Just catching up on some reading after a long weekend – wanted to share two very important posts about portfolio construction that you shouldn’t miss…
In the first, Buckingham’s Larry Swedroe explains why it isn’t at all surprising that the small cap / value stock premium hasn’t shown up in recent years. He looks at the long-term data on these risk premia and uncovers several historical periods that would have been frustrating for investors who were overweighted toward smart beta factors. What he finds is that anything that works well cannot work all the time – otherwise it would seek to work at all. Bonus points for his description of “tracking error regret.”
The Mutual Fund – Industrial Complex has seized upon “smart beta” as their profit margin savior in the Enlightenment Era of passivity over active management. It’s one of only ways fund families can add value, in their own thinking, now that investors no longer believe in high-cost stock picking the way they used to. But if factor investing is being sold as a fool-proof method to garner reliable outperformance, there’s going to be a reckoning. It only works 60% of the time over five year periods, and not on anyone’s timetable.

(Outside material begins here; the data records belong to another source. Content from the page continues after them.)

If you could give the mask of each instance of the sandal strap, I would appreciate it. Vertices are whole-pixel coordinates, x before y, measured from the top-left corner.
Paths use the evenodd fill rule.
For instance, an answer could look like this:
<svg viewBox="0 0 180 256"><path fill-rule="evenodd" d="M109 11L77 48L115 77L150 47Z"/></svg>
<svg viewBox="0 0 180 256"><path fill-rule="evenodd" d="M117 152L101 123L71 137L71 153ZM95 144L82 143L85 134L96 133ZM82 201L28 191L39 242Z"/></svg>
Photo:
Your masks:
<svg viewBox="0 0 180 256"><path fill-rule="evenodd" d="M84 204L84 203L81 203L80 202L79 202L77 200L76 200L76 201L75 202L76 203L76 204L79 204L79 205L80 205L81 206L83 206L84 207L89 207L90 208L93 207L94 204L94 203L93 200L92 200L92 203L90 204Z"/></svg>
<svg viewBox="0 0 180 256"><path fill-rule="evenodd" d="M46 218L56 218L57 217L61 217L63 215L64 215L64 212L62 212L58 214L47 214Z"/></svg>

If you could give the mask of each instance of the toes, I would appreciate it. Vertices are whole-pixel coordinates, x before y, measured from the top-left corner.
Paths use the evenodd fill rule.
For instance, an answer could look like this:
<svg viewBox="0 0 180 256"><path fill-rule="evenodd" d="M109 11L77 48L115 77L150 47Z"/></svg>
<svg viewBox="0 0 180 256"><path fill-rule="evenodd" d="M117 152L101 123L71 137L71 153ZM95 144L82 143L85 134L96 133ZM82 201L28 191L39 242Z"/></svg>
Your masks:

The second read I’m sharing here makes a very simple but powerful case against currency-hedged international stocks. Lawrence Hamtil of Fortune Financial demonstrates that US stock outperformance is largely linked to US dollar strength versus international currencies – and vice versa. In other words, by hedging out exposure to international currencies, you’re effectively muting potential returns during periods in which international stocks are beating US stocks. When the MSCI World is beating the S&P 500, you want the currency exposure also – at least according to history.
This is now a variant perception given the popularity of currency-hedged ETFs. For the record, I think currency-hedging serves a purpose, but I’m not sold on it being the baseline posture, which is the position taken by my friend Jeremy Schwartz at WisdomTree. But by all means, make up your own mind.